Senior Machine Learning Scientist employer: Faculty
Contact Detail:
Faculty Recruiting Team
StudySmarter Expert Advice 🤫
We think this is how you could land Senior Machine Learning Scientist
✨Tip Number 1
Network like a pro! Reach out to people in the AI and machine learning space, especially those who work at Faculty or similar companies. A friendly chat can open doors and give you insights that might just help you land that interview.
✨Tip Number 2
Prepare for your interviews by brushing up on your technical skills. Make sure you're comfortable with Python and the core libraries mentioned in the job description. Practising coding challenges can really boost your confidence and show off your expertise.
✨Tip Number 3
Showcase your leadership skills! Be ready to discuss how you've mentored others or led projects in the past. Faculty values collaboration and growth, so highlighting these experiences will make you stand out.
✨Tip Number 4
Don’t forget to apply through our website! It’s the best way to ensure your application gets seen. Plus, it shows you’re genuinely interested in joining our team and contributing to the exciting work we do in AI.
We think you need these skills to ace Senior Machine Learning Scientist
Some tips for your application 🫡
Tailor Your CV: Make sure your CV reflects the skills and experiences that align with the Senior Machine Learning Scientist role. Highlight your programming prowess, especially in Python, and any leadership experience you've had in data science projects.
Craft a Compelling Cover Letter: Use your cover letter to tell us why you're passionate about AI and how your background makes you a great fit for our Defence team. Share specific examples of past projects where you've made an impact, and don’t forget to show off your commercial awareness!

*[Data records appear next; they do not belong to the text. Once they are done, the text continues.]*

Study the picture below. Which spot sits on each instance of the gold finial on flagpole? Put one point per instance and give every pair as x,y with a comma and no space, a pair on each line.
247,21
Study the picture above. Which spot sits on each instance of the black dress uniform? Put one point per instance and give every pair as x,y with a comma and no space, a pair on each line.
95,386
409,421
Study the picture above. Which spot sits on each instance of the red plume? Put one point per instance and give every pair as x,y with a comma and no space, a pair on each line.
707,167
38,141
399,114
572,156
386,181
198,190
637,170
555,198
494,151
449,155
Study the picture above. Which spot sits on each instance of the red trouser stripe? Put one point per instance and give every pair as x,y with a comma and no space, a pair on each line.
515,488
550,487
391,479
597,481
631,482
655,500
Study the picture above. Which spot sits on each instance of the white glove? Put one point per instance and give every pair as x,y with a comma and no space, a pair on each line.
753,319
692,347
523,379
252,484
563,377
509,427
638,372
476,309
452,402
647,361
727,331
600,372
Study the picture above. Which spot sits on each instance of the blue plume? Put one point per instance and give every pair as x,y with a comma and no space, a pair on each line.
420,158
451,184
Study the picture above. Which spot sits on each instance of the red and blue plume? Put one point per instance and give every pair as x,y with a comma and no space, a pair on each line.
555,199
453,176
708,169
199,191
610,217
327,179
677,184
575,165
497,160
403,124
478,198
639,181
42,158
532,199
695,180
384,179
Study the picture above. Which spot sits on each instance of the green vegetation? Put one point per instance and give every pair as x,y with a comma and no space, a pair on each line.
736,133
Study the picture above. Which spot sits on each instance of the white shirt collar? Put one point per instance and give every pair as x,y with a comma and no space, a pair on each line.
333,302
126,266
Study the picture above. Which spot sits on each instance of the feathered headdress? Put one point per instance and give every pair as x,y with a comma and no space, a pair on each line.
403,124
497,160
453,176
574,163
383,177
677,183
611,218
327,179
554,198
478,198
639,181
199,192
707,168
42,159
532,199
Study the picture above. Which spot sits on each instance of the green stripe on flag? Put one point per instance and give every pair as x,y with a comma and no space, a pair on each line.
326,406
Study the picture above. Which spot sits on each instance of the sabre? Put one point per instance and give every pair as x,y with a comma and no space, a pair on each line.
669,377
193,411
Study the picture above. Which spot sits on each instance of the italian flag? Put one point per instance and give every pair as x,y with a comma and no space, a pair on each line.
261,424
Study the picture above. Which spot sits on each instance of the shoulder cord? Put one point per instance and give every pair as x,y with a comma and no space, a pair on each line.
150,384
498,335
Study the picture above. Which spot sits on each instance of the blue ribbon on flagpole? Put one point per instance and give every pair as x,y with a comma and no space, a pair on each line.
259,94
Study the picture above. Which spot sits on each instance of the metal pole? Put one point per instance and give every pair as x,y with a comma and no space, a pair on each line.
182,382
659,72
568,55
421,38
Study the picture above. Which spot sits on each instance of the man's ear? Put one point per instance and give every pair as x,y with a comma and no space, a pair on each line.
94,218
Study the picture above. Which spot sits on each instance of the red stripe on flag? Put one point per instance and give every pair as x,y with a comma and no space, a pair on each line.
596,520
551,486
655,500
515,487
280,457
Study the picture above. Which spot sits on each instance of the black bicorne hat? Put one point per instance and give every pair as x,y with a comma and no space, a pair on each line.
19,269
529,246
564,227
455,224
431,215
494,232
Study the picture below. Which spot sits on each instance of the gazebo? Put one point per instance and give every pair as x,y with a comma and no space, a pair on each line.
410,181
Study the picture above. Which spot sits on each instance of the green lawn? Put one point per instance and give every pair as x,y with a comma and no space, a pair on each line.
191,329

Showcase Your Technical Skills: In your application, be sure to mention your expertise in core data science paradigms and any innovative algorithms you've developed. We love seeing candidates who can demonstrate their technical excellence through real-world applications.

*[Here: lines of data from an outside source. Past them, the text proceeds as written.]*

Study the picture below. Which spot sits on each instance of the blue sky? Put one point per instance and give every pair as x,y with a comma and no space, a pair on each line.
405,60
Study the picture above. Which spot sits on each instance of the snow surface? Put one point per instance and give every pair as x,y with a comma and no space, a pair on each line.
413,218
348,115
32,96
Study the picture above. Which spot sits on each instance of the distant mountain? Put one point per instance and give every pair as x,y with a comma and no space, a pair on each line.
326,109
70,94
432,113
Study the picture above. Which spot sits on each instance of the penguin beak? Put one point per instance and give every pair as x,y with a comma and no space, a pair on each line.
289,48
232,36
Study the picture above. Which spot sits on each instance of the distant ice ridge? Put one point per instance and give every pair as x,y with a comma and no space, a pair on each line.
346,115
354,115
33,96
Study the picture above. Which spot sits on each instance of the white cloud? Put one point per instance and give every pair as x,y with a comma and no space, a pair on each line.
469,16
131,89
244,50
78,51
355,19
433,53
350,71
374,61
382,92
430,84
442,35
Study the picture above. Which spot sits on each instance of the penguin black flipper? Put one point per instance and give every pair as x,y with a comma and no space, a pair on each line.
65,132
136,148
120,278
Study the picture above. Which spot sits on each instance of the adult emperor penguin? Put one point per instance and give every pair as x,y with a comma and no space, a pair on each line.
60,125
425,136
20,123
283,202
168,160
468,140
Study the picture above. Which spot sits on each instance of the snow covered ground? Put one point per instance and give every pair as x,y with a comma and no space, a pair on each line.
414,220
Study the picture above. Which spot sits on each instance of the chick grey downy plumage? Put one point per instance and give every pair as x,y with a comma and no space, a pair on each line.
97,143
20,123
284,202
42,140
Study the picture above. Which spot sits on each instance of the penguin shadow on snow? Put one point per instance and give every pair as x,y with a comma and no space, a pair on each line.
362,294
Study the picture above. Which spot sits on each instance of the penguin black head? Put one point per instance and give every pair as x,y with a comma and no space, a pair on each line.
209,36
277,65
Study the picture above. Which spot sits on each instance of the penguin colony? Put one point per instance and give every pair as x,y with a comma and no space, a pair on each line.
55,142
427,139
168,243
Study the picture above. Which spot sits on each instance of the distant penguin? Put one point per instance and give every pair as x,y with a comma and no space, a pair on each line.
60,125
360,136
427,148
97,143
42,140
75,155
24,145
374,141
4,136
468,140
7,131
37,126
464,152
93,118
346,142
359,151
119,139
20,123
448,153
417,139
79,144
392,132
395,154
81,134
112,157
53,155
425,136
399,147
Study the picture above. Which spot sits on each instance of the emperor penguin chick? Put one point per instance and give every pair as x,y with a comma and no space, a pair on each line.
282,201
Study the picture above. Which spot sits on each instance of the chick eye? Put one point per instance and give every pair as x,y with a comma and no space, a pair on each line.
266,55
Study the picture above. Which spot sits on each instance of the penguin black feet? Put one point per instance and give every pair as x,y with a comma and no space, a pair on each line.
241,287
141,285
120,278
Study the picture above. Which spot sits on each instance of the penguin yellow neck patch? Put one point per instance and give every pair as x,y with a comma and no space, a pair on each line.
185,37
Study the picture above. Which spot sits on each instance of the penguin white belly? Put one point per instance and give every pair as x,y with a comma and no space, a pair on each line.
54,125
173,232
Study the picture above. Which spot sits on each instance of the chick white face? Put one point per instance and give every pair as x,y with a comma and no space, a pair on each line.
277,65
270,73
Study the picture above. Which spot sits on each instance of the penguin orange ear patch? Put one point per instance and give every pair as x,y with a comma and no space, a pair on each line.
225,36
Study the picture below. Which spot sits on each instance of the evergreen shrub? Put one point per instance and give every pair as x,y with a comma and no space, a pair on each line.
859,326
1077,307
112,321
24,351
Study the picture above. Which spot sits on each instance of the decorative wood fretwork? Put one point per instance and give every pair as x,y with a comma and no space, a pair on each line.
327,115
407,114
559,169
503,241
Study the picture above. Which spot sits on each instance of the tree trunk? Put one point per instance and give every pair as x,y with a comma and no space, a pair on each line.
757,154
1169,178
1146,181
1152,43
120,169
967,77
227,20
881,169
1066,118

Apply Through Our Website: We encourage you to apply directly through our website. It’s the best way for us to receive your application and ensures you’re considered for the role. Plus, it shows us you’re keen on joining our team at Faculty!
How to prepare for a job interview at Faculty
✨Know Your AI Stuff
Make sure you brush up on your machine learning concepts and algorithms. Be ready to discuss your experience with Python, NumPy, Pandas, and any deep-learning frameworks like PyTorch. They’ll want to see that you can not only talk the talk but also walk the walk when it comes to technical skills.

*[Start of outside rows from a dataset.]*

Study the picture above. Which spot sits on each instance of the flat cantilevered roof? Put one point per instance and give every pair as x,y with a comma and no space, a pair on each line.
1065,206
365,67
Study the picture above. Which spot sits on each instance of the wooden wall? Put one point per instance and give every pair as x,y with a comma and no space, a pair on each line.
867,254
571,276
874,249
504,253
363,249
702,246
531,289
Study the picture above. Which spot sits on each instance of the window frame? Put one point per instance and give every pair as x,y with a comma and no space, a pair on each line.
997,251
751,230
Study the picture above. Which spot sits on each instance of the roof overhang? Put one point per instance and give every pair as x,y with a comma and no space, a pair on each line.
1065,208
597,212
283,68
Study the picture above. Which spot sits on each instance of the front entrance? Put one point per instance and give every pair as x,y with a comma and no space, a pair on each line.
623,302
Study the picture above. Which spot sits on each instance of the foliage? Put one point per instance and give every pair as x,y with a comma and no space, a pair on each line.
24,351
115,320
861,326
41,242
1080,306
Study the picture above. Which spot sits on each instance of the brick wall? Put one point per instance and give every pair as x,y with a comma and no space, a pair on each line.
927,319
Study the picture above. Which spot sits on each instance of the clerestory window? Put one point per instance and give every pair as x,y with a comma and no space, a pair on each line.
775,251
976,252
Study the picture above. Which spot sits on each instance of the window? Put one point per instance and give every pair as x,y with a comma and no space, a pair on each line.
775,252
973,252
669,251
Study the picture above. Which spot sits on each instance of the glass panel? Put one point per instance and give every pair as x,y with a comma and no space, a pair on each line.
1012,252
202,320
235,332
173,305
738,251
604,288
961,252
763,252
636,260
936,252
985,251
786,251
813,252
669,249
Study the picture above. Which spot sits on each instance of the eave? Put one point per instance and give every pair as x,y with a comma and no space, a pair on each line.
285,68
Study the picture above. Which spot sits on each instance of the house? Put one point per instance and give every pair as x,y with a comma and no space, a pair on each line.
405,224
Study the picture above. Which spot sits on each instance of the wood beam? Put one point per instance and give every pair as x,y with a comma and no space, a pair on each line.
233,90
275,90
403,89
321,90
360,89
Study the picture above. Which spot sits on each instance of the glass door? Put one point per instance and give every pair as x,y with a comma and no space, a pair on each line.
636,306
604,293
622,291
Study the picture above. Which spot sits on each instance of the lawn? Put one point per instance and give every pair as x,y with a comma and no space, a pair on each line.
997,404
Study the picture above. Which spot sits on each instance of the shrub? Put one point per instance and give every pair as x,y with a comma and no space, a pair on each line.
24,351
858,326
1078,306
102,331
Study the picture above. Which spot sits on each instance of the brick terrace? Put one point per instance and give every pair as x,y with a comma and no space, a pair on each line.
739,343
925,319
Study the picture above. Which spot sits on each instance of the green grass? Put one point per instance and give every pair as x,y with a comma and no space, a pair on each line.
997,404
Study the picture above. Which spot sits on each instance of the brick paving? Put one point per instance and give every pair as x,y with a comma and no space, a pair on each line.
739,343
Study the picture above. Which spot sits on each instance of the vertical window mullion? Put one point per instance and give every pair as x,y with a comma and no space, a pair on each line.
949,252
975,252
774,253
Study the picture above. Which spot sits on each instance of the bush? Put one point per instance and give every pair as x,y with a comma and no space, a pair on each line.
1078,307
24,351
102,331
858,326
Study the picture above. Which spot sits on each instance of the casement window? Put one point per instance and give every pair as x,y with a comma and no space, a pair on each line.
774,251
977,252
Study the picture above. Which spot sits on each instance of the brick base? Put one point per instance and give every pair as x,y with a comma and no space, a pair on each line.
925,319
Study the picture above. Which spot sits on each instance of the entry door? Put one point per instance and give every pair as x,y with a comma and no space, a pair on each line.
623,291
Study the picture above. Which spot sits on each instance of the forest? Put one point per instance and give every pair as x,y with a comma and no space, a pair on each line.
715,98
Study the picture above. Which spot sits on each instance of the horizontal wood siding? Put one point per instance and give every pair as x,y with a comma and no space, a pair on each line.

✨Showcase Your Leadership Skills
As a Senior Machine Learning Scientist, you'll be expected to lead teams and mentor junior colleagues. Prepare examples of how you've successfully led projects or supported team members in the past. Highlight your ability to foster a collaborative culture and grow technical capabilities within a team.
✨Understand the Business Side
This role requires a blend of technical expertise and commercial awareness. Be ready to discuss how you've translated business problems into data science solutions. Think about specific projects where you’ve partnered with clients and how you shaped project scopes based on technical feasibility.
✨Prepare for Different Interview Stages
The interview process includes a talent team screen, a take-home technical test, and both technical and commercial interviews. Familiarise yourself with each stage and prepare accordingly. Practice coding challenges for the technical test and think about how to articulate your thought process during the interviews.